In [7]:
import os
import pandas as pd

In [2]:
raw = pd.read_excel(
  '../../data/reference/Copy of NatCen 2023 - Administrative data on factors associated with youth NEET rates - Dataset.xlsx',
  sheet_name='Local Authority Data',
  
).set_index(['Local Authority Code', 'Local Authority Name', 'Group'])

raw.columns = raw.columns.str.strip()

In [3]:
def z_score(series: pd.Series):
    return (series - series.mean()) / series.std()

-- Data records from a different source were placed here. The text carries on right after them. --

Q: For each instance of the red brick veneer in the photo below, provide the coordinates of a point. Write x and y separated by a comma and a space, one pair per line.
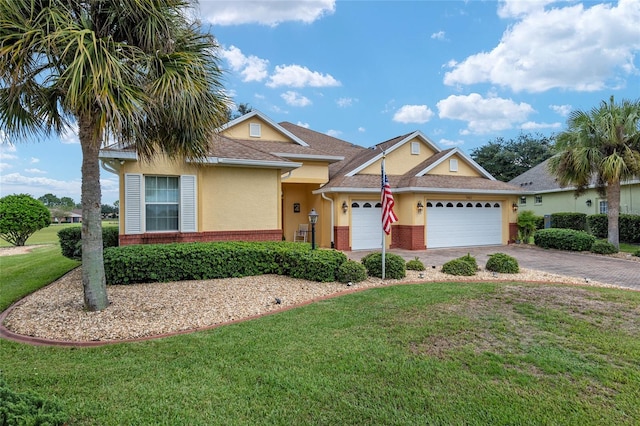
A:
408, 237
190, 237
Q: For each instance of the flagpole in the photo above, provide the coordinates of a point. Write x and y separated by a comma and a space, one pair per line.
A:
383, 233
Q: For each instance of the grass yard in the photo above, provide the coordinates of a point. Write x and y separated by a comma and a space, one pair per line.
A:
415, 354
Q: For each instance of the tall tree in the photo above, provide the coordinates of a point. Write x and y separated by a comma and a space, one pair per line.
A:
507, 158
137, 72
602, 145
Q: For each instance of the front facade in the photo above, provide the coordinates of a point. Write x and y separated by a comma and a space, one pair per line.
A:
541, 193
261, 179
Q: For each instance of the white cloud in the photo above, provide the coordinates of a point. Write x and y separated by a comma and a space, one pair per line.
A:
413, 114
572, 47
70, 134
264, 12
562, 110
345, 102
295, 99
448, 142
251, 68
34, 170
532, 125
299, 76
484, 115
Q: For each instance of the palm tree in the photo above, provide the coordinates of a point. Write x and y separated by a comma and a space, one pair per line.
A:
604, 144
135, 72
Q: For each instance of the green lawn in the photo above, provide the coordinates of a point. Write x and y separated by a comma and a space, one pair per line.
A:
442, 353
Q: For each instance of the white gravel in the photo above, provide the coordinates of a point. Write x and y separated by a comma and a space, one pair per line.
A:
144, 310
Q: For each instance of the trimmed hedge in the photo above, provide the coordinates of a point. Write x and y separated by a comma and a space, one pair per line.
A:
71, 240
576, 221
351, 271
603, 247
564, 239
502, 263
195, 261
394, 266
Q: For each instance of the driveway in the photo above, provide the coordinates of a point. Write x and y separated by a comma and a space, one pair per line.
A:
609, 270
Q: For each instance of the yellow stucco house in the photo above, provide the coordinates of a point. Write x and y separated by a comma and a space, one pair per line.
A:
261, 179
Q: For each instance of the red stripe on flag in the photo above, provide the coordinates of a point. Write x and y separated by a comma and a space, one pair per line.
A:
388, 216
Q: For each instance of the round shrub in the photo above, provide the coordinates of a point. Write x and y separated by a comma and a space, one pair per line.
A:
603, 247
459, 267
351, 271
502, 263
415, 265
395, 267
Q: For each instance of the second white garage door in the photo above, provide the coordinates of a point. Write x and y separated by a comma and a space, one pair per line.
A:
462, 223
366, 225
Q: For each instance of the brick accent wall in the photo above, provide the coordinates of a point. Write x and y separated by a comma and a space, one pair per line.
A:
408, 237
190, 237
341, 238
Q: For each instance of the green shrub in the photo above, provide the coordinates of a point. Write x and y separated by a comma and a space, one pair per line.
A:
564, 239
603, 247
352, 271
395, 268
576, 221
71, 240
459, 267
502, 263
415, 265
28, 408
194, 261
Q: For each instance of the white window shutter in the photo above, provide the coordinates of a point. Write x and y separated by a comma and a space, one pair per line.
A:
133, 204
188, 203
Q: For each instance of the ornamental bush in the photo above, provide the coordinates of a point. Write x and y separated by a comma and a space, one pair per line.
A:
395, 268
28, 408
351, 271
603, 247
564, 239
20, 216
502, 263
459, 267
415, 265
71, 240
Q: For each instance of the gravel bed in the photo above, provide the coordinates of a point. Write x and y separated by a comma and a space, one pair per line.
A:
144, 310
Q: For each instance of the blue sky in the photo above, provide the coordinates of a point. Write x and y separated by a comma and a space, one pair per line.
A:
463, 73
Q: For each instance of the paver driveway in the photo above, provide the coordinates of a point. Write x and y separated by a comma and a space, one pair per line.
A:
610, 270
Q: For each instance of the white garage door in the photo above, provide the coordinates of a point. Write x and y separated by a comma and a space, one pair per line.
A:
366, 225
463, 223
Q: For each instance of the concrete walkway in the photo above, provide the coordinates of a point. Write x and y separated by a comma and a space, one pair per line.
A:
609, 270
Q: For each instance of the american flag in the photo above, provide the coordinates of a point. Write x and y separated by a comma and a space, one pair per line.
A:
388, 216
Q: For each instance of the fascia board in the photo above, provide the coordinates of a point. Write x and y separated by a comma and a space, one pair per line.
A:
265, 119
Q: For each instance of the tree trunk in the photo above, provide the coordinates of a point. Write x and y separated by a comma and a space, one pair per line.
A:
613, 212
93, 278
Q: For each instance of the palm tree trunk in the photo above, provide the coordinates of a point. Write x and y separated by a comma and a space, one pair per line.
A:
613, 212
93, 278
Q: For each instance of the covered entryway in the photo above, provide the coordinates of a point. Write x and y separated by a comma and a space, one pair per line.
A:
366, 225
463, 223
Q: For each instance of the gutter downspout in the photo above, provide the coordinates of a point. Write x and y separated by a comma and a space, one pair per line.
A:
332, 214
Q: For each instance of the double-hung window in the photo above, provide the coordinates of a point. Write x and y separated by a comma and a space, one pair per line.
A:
162, 203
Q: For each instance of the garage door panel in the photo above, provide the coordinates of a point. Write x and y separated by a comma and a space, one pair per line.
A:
463, 224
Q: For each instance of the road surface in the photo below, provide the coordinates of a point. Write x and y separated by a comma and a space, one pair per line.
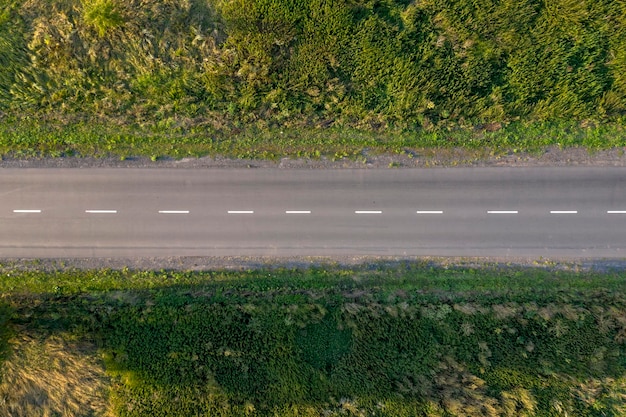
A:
529, 212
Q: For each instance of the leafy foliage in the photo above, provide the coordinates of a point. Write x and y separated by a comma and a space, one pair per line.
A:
366, 64
399, 340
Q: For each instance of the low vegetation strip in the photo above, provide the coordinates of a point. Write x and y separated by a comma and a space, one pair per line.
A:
31, 139
403, 340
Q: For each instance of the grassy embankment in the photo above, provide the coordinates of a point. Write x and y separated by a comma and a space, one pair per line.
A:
406, 340
185, 78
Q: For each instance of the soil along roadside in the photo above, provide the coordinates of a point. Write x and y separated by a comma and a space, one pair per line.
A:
433, 158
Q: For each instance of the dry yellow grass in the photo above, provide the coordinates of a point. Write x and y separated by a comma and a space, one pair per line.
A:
53, 377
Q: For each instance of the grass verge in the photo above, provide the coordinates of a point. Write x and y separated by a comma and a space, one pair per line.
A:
404, 340
23, 139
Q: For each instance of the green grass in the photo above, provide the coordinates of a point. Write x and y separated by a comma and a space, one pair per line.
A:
400, 340
35, 139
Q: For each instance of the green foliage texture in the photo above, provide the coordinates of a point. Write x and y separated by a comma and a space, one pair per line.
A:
362, 63
408, 340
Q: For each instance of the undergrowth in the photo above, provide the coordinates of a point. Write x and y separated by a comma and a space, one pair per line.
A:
400, 340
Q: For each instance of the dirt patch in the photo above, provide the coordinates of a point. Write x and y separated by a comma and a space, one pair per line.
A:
411, 158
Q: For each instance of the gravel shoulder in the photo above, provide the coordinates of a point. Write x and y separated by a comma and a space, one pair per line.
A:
553, 156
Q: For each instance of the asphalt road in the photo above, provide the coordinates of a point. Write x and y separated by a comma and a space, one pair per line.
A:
529, 212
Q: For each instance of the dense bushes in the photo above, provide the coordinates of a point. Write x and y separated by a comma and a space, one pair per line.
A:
400, 341
368, 63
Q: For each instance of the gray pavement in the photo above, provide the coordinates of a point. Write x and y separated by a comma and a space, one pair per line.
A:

def construct_weights(df, weighting=2):
    w = pd.Series(1, index=df.columns)
    key_metrics = [
      'Qualification below level 2 (age 16-24)',
      'Pupils with SEN support',
      'Disability (age < 25)',
      'IMD Health',
      'Economic inactivity (NEET)'
    ]
    w.loc[w.index.isin(key_metrics)] = weighting
    return w

def weighted_average(df, column_weights):
    res = df.mul(column_weights.to_dict()) / column_weights.sum()
    return res.sum(axis=1)

def score(df):
    total = pd.Series(df.sum(axis=1), name='Total Score')
    double_weighted = pd.Series(df.pipe(weighted_average, df.pipe(construct_weights, 2)), name='Weighted scores (double)')
    triple_weighted = pd.Series(df.pipe(weighted_average, df.pipe(construct_weights, 3)), name='Weighted scores (triple)')

    return pd.concat([
        df, total, double_weighted, triple_weighted
    ], axis=1)

data = raw.apply(z_score).pipe(score)

In [8]:
os.makedirs('../../data/processed/yff/', exist_ok=True)
data.melt(ignore_index=False).to_csv('../../data/processed/yff/neet-factors.csv')